Try this Problem on your own or check similar problems:
Solution:
- Java
- JavaScript
- Python
- C++
class Solution {
public boolean exist(char[][] board, String word) {
for(int i = 0; i < board.length; ++i){
for(int j = 0; j < board[0].length; ++j){
if(helper(board, i, j, 0, word)){
return true;
}
}
}
return false;
}
private boolean helper(char[][] board, int x, int y, int index, String word){
if(index == word.length()) return true;
if(x < 0 || x == board.length || y < 0 || y == board[0].length || board[x][y] != word.charAt(index)){
return false;
}
board[x][y] = '#';
boolean exist = helper(board, x + 1, y, index + 1, word) ||
helper(board, x, y + 1, index + 1, word) ||
helper(board, x - 1, y, index + 1, word) ||
helper(board, x, y - 1, index + 1, word);
board[x][y] = word.charAt(index);
return exist;
}
}
/**
* @param {character[][]} board
* @param {string} word
* @return {boolean}
*/
var exist = function (board, word) {
for (let i = 0; i < board.length; ++i) {
for (let j = 0; j < board[0].length; ++j) {
if (helper(board, i, j, 0, word)) {
return true;
}
}
}
return false;
};
function helper(board, x, y, index, word) {
if (index === word.length) {
return true;
}
if (
x < 0 ||
x === board.length ||
y < 0 ||
y === board[0].length ||
board[x][y] !== word.charAt(index)
) {
return false;
}
board[x][y] = "#";
const exist =
helper(board, x + 1, y, index + 1, word) ||
helper(board, x, y + 1, index + 1, word) ||
helper(board, x - 1, y, index + 1, word) ||
helper(board, x, y - 1, index + 1, word);
board[x][y] = word.charAt(index);
return exist;
}
class Solution:
def exist(self, board: List[List[str]], word: str) -> bool:
for i in range(len(board)):
for j in range(len(board[0])):
if self.helper(board, i, j, 0, word):
return True
return False
def helper(self, board: List[List[str]], x: int, y: int, index: int, word: str) -> bool:
if index == len(word):
return True
if x < 0 or x == len(board) or y < 0 or y == len(board[0]) or board[x][y] != word[index]:
return False
board[x][y] = '#'
exist = self.helper(board, x + 1, y, index + 1, word) \
or self.helper(board, x, y + 1, index + 1, word) \
or self.helper(board, x - 1, y, index + 1, word) \
or self.helper(board, x, y - 1, index + 1, word)
board[x][y] = word[index]
return exist
class Solution {
public:
bool exist(vector<vector<char>>& board, string word) {
for (int i = 0; i < board.size(); ++i) {
for (int j = 0; j < board[0].size(); ++j) {
if (helper(board, i, j, 0, word)) {
return true;
}
}
}
return false;
}
private:
bool helper(vector<vector<char>>& board, int x, int y, int index, string word) {
if (index == word.length()) {
return true;
}
if (x < 0 || x == board.size() || y < 0 || y == board[0].size() || board[x][y] != word[index]) {
return false;
}
board[x][y] = '#';
bool exist = helper(board, x + 1, y, index + 1, word) ||
helper(board, x, y + 1, index + 1, word) ||
helper(board, x - 1, y, index + 1, word) ||
helper(board, x, y - 1, index + 1, word);
board[x][y] = word[index];
return exist;
}
};
Time/Space Complexity:
- Time Complexity: O(mn4^L)
- Space Complexity: O(L)
Explanation:
This is a standard DFS search in matrix with backtracking, the space complexity is the recursion stack where depth is equal to the length of the word L and at each level we have 4 directions to choose from (breadth/width of the recursions tree).
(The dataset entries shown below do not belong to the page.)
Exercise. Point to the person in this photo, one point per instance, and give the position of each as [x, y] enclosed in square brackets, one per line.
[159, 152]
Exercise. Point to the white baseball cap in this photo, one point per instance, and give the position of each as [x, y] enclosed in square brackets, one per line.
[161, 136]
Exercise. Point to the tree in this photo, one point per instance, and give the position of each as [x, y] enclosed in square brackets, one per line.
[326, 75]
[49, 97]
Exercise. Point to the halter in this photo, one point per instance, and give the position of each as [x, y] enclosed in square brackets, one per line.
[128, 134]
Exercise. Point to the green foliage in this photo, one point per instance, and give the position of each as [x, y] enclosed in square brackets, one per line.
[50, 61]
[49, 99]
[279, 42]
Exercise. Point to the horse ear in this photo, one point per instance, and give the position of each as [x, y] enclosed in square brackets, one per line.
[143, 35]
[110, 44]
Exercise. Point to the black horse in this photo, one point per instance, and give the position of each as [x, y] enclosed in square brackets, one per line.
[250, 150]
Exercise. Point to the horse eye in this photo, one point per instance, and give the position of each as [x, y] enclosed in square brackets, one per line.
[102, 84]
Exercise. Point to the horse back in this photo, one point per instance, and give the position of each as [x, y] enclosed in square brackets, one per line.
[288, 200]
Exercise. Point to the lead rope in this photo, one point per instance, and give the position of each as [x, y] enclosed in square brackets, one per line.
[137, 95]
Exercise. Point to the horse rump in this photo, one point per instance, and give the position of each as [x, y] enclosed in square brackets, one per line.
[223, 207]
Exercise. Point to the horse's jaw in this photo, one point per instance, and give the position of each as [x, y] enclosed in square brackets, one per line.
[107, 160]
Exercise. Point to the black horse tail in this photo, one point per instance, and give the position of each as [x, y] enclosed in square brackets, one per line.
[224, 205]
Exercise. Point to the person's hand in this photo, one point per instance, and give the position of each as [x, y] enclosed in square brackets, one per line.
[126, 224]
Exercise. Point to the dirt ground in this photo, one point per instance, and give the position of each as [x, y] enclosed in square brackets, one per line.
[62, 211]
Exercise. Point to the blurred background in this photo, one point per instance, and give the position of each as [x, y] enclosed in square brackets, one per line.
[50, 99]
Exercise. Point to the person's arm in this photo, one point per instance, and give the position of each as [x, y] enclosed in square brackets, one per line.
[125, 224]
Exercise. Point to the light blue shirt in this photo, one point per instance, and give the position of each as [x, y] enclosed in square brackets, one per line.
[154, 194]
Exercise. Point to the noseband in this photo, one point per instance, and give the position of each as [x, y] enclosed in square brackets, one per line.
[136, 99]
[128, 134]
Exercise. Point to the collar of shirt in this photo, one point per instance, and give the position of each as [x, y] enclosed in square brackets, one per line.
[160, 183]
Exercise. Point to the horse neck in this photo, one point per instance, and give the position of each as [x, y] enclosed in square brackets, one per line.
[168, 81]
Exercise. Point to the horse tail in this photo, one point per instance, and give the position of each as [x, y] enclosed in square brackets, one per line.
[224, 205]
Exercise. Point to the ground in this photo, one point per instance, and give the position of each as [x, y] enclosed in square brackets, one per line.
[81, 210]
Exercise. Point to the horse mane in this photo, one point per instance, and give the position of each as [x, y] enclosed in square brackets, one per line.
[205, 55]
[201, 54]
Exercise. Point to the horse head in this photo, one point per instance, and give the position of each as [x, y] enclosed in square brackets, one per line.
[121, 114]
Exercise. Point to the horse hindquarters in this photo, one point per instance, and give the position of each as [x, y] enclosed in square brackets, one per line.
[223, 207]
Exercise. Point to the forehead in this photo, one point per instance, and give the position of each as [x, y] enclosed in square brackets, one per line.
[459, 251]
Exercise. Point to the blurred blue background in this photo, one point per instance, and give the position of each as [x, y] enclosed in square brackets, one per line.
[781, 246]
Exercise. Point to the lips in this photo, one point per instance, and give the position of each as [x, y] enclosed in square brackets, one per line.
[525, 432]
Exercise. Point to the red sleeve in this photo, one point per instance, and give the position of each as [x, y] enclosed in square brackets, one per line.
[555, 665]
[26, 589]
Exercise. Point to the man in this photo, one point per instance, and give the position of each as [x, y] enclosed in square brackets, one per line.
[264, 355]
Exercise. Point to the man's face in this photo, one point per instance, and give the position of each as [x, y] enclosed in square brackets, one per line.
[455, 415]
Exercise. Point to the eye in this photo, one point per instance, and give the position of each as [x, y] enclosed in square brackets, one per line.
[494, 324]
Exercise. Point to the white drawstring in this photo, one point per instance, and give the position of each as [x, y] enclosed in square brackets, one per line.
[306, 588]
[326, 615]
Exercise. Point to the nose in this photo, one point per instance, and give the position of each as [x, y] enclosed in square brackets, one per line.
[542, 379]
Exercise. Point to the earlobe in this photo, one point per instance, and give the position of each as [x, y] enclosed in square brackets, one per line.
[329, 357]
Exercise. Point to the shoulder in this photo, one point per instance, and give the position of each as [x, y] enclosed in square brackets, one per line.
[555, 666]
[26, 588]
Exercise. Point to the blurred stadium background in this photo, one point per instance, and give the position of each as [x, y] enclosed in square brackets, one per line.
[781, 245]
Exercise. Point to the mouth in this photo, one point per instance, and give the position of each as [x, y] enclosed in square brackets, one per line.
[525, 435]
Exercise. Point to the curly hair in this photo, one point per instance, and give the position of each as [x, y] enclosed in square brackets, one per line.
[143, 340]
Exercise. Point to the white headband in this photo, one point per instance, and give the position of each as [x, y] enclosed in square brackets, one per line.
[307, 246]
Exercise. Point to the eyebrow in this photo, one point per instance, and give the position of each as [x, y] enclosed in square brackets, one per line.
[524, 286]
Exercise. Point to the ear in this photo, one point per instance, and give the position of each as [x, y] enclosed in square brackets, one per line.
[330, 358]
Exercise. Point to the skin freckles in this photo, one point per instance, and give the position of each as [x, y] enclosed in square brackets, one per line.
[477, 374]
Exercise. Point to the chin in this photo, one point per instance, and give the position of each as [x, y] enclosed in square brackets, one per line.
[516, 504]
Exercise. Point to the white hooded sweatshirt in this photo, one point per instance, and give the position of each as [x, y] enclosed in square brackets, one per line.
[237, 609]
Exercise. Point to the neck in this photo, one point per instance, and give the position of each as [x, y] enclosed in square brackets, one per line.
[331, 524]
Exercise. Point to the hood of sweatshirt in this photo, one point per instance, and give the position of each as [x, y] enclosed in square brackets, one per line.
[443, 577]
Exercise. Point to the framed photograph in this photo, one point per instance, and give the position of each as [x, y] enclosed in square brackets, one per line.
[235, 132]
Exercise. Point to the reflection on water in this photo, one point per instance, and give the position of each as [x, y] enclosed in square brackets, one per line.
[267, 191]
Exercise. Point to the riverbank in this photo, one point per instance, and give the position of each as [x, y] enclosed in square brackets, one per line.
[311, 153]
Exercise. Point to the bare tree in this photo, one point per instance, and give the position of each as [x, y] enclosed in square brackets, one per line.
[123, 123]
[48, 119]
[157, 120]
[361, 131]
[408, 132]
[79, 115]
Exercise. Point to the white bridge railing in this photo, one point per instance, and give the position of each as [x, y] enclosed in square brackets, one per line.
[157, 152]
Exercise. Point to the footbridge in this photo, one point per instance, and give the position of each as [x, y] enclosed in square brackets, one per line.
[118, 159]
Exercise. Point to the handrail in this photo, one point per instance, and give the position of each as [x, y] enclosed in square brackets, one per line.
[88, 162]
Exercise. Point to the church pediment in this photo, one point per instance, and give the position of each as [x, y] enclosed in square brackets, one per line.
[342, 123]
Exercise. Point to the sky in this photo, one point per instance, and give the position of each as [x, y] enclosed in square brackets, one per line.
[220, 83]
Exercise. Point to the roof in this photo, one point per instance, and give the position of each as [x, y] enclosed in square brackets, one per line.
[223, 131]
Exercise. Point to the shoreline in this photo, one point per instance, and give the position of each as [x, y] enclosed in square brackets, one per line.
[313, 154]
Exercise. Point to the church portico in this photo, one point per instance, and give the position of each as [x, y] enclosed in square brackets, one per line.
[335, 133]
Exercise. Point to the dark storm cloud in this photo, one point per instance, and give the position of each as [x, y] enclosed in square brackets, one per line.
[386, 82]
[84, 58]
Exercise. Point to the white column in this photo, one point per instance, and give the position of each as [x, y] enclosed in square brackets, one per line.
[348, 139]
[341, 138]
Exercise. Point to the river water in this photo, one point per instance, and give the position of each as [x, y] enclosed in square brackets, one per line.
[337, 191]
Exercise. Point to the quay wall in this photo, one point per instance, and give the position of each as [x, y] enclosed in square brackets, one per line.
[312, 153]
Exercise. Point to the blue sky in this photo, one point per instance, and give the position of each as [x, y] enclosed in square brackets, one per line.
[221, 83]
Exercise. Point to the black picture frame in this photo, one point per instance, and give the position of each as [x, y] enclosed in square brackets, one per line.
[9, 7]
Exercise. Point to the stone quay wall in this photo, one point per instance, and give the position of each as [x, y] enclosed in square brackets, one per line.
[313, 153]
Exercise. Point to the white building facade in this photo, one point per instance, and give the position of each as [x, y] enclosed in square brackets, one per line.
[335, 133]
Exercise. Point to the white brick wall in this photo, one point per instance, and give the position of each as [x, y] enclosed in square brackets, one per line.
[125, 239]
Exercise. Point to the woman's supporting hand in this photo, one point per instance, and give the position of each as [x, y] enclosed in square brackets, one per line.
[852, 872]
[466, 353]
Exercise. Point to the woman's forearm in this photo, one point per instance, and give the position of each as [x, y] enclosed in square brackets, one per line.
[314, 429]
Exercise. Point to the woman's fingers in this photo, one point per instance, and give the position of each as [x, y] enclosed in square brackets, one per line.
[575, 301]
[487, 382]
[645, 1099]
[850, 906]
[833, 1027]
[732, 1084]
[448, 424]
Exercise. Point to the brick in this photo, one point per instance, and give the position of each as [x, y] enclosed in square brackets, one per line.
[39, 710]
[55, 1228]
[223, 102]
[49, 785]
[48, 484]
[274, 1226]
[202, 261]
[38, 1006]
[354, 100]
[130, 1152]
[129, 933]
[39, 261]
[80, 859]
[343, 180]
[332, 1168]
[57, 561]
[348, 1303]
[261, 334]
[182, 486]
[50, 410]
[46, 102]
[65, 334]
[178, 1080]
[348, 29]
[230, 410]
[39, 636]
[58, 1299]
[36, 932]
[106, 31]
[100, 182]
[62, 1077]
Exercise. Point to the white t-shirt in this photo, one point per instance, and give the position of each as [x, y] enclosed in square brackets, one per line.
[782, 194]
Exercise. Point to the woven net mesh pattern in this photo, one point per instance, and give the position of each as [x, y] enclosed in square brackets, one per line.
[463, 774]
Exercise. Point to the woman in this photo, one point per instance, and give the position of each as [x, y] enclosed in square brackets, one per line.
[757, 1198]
The time complexity is O(m*n*4^L), the complexity for matrix traversal times the operation we do with each element in the matrix, in our case it's the recursive helper operation which goes L in depth and 4 in breadth. So how do we solve this problem?
We traverse the matrix starting for a good position (matching our first letter) and then we check if we can form the word from the grid adjacent characters. We have two base cases:
- Base case - when index is equal to the word length which means we found our word and we return
true. - When the current position is out-of-boundary or the character at the current position doesn't match the character at current word index, so we return
false.
We use special character # to mark the visited position in matrix and then check for the next index in the word (by moving down, right, up or left), if any of those scenario works out exist will be true, otherwise it will be false, so we can just return it as result of our helper operation. Before we do that, we must restore the value of the current position to its previous value (character at current index) essentially performing backtracking.